[397]. Not, as it is constantly quoted, peut avoir de l’esprit. It will be observed that the difference is considerable.

[398]. My copy is the 2nd ed. of next year in 12mo.

[399]. The standard edition is that of La Monnoye (7 vols. 4to, Paris, 1722, with an 8th containing Ménage’s Anti-Baillet &c.)

[400]. Jan. 1665—first weekly, then monthly. It became a government publication in 1701. Gui Patin, in the March after its appearance, is very angry (Let. DCLXV. iii. 517, ed. cit. sup.) with it, and says with voice prophetic of many injured ones to come, “nous verrons si ces prétendus censeurs, sine suffragio populi et Quiritium, auront le crédit et l’autorité de critiquer ainsi tous ceux qui n'écriront pas à leur goût.”

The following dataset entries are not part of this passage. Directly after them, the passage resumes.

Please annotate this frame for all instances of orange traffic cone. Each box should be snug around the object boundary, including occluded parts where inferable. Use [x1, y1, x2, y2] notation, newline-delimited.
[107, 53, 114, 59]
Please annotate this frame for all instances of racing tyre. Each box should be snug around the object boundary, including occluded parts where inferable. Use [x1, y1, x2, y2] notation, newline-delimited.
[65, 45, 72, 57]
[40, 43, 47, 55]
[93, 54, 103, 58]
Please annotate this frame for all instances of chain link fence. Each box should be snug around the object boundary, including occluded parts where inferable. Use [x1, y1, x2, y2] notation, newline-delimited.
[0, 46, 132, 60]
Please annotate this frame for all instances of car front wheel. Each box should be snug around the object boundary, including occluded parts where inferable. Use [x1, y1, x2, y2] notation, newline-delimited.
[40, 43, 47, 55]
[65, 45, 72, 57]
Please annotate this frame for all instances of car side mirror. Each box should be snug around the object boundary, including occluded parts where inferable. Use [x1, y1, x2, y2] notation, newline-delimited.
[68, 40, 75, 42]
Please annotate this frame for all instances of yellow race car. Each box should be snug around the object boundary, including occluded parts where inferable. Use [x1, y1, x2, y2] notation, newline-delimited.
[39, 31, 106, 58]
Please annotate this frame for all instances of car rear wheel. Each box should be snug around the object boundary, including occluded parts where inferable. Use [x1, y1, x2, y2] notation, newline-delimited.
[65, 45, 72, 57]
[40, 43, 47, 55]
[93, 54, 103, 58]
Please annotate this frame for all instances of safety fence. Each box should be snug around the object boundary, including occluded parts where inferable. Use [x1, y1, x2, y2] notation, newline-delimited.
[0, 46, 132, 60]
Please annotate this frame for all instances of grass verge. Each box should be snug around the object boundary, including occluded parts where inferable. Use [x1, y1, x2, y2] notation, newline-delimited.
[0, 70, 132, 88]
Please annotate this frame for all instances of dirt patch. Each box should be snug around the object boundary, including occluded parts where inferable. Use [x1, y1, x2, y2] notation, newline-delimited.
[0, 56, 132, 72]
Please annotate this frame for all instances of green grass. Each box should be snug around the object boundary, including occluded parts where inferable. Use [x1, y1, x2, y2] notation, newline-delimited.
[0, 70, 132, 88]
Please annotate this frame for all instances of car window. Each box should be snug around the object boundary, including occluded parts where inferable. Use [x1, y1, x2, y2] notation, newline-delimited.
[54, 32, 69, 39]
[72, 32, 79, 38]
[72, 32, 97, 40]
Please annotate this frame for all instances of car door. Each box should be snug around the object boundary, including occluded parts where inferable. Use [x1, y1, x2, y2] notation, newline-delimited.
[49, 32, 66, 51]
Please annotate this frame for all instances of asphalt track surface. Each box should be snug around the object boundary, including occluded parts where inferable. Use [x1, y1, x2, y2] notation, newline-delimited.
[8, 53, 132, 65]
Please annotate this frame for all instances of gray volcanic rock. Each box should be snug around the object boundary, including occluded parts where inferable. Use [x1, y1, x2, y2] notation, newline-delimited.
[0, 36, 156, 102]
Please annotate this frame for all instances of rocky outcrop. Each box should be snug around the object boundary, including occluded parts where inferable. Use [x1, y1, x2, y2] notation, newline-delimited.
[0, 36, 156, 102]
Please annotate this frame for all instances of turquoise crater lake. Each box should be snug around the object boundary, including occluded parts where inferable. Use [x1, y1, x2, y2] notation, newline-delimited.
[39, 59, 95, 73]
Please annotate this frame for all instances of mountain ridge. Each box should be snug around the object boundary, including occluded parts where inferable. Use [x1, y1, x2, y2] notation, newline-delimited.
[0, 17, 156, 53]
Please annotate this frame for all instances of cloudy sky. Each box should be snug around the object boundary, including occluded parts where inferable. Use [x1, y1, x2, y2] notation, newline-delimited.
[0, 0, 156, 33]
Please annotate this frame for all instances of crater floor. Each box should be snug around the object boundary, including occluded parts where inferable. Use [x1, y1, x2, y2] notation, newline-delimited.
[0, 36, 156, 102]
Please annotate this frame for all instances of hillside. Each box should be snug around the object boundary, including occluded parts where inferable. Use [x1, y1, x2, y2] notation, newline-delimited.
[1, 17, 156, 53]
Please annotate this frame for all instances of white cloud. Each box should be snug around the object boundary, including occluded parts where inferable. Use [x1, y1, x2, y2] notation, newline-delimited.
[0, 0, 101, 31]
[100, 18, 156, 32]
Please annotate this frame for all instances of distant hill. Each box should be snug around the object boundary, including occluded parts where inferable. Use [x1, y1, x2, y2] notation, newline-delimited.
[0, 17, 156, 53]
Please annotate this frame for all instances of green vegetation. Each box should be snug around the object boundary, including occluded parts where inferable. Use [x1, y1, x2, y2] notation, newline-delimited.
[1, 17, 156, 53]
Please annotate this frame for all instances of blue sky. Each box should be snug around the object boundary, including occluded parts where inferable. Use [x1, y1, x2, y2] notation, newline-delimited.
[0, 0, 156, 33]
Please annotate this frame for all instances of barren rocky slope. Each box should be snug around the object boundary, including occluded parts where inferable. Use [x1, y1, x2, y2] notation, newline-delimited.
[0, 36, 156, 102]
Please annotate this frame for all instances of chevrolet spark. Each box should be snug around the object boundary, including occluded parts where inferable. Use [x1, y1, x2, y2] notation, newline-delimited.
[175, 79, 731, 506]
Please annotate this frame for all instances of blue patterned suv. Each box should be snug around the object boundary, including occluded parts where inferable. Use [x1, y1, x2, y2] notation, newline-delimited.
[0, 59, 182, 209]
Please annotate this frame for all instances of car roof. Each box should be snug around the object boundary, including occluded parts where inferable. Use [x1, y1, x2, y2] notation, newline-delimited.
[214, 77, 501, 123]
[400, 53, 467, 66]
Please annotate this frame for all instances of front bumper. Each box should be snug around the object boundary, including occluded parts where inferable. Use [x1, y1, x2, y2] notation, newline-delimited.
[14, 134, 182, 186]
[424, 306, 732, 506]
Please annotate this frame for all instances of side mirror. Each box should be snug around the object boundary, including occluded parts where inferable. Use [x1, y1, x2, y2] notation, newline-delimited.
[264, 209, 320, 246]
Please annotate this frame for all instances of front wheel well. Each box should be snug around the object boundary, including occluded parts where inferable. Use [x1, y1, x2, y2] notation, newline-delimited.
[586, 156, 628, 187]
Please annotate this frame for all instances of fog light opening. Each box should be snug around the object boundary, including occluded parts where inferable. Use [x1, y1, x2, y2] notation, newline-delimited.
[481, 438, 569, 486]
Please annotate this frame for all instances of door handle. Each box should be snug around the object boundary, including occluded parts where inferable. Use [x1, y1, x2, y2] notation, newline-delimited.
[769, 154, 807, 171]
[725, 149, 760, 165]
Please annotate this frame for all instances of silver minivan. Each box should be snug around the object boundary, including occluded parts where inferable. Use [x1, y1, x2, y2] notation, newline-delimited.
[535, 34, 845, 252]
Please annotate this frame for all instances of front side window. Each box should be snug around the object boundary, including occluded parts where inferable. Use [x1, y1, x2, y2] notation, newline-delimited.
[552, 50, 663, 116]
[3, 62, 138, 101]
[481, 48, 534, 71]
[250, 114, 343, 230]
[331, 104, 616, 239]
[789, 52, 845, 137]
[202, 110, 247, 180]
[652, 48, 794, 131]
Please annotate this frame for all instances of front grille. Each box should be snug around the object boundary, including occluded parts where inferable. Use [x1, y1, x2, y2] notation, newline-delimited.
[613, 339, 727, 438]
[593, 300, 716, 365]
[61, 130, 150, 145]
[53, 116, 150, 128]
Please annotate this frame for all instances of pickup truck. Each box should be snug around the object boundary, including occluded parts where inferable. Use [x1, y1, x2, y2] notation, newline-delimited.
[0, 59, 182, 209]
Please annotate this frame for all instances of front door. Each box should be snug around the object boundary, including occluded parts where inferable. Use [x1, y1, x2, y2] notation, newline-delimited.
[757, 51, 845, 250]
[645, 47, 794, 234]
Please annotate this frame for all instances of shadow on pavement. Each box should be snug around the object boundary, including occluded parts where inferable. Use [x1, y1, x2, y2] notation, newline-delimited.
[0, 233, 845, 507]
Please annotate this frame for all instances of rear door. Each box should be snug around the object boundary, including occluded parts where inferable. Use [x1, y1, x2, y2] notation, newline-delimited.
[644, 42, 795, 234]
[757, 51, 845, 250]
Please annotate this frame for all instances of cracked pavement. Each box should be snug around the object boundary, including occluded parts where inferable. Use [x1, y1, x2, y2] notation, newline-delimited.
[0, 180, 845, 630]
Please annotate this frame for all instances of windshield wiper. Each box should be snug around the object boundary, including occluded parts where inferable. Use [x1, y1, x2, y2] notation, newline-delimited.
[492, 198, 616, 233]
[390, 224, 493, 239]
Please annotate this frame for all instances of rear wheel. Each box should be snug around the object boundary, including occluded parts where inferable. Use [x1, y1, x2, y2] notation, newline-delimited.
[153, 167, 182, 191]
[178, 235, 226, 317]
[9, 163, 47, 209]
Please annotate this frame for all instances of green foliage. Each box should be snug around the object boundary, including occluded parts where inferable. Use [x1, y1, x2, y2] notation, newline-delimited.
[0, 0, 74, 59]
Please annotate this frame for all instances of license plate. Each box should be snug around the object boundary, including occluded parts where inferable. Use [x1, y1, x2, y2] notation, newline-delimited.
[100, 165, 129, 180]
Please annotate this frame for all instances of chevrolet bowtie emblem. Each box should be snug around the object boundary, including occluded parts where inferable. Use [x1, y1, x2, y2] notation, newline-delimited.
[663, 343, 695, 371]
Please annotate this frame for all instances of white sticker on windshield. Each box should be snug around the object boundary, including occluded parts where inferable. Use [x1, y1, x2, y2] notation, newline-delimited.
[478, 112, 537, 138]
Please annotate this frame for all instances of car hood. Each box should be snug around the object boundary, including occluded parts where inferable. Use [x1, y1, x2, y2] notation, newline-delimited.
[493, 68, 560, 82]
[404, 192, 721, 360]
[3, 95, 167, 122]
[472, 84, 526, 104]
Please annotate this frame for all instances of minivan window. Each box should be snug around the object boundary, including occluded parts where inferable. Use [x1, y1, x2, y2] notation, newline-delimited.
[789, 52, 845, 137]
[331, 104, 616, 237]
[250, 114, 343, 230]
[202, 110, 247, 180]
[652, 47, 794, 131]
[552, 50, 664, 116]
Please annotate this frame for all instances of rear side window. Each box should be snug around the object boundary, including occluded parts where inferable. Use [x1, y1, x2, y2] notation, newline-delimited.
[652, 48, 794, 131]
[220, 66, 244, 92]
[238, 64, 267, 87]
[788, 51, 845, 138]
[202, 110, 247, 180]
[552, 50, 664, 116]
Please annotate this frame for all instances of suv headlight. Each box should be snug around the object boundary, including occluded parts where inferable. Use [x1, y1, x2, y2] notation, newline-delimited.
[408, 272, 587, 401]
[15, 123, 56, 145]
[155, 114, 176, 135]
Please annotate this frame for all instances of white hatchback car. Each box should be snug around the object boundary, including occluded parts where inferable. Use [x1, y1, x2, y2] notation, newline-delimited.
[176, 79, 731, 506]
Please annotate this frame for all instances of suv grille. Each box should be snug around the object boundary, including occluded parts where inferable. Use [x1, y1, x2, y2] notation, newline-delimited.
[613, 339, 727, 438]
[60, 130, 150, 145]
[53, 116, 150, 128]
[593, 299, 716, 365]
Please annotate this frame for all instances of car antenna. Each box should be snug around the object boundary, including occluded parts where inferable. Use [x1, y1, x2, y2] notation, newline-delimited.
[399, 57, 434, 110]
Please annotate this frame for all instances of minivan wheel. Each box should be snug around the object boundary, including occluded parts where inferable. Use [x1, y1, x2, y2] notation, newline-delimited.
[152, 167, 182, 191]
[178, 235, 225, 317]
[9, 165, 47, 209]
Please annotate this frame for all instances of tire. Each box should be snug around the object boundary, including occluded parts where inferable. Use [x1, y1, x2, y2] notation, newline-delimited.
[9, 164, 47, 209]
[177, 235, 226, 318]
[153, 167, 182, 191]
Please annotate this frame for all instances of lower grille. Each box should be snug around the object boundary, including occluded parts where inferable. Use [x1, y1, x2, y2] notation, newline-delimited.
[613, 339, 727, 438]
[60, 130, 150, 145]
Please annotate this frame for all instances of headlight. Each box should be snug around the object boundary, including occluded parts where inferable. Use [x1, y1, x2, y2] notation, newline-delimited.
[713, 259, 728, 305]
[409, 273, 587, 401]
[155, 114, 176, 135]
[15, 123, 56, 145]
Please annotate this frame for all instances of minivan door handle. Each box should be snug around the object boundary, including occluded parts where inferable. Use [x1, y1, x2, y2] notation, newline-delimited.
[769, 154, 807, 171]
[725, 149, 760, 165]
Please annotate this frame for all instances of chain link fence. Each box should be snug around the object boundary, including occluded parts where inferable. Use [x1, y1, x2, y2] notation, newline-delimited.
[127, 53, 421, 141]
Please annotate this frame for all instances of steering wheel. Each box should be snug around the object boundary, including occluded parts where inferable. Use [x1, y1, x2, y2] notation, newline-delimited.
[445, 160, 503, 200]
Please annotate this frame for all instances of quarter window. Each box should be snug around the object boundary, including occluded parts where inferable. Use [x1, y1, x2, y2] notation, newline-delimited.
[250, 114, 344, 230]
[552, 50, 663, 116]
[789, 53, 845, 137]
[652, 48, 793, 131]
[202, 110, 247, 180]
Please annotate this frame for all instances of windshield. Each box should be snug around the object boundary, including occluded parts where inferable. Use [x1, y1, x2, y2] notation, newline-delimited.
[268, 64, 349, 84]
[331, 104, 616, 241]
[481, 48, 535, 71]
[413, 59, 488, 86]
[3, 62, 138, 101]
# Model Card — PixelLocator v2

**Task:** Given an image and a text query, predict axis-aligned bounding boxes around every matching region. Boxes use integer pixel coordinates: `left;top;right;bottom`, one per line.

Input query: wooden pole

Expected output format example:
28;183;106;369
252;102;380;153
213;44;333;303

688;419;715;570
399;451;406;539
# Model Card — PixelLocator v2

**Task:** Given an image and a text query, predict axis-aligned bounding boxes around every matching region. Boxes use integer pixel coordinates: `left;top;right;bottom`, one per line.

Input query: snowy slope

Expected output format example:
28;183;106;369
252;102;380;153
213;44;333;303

[401]. 1672-1820. Donneau de Visé was its first editor, and Thomas Corneille its most distinguished writer.

[402]. It can scarcely be necessary to give bricks of so large and rambling a house. “Mr Borrichius témoigne aussi que le style [of Ovid’s Heroides] est fort pur” is, and has to be, the kind of thing. Perhaps such a glut of authorities may have insensibly nauseated men of authority, and so Baillet may have worked both ways. He is good enough to admit (v. 461) that “one cannot say this nation [the English] is inferior even for Poetry to several others of the North,” and he has heard of “Abraham Cowley, John Downe ou Jean Donne, Cleveland, Edmond, [sic] Waller, Jean Denham, George Herbert, le Chancelier Bacon, Shakespeare, Fletcher, Beaumont, Ben, Johnson, Suckling, Jean Milton,” &c. It is open to Shaconians to contend that as the comma at “Edmond” is undoubtedly superfluous, so is that at “Bacon,” and that Baillet—the learned Baillet—meant to rank “le Chancelier Bacon-Shakespeare” among poets.

[403]. Jugements des Savants sur les auteurs qui ont traité de la Rhétorique (3 vols., Paris, 1703-16). M. Bourgoin, I think, refers to Gibert, but the book was first brought seriously to my notice by a very kind private communication from Professor Scott of the University of Michigan. Luckily it is in the British Museum; but it does not seem easy to obtain a copy for oneself. Gibert taught for some half-century in the Collége Mazarin, and was repeatedly rector of the University of Paris. He wrote other books,—a formal “Rhetoric” juxta Aristotelis doctrinam, strictures on Rollin, &c. Gibert is, it seems, appended to some edd. of Baillet.

[404]. See, for instance, his reference to Patrizzi, who is evidently to him rather magni nominis umbra than anything tangible.

[405]. His Parallèle des Anciens et des Modernes (1688-98) is most disappointing, even to fervent opponents of “the sect of the Nicolaitans” and fervent lovers of the Contes de ma Mère l’Oye. That he knew little and that his case was bad does not matter; but I at least cannot find the esprit which apologists plead.

[406]. J. Warton (Adventurer, No. 49) asserts, on the authority of Ménage, that even Rapin was “totally ignorant” of Greek. M. does not quite say this: but he does say that R. got his Greek quotations from Tanneguy-Lefèvre, Madame Dacier’s father (Ménagiana, i. 175 of the collected ed.)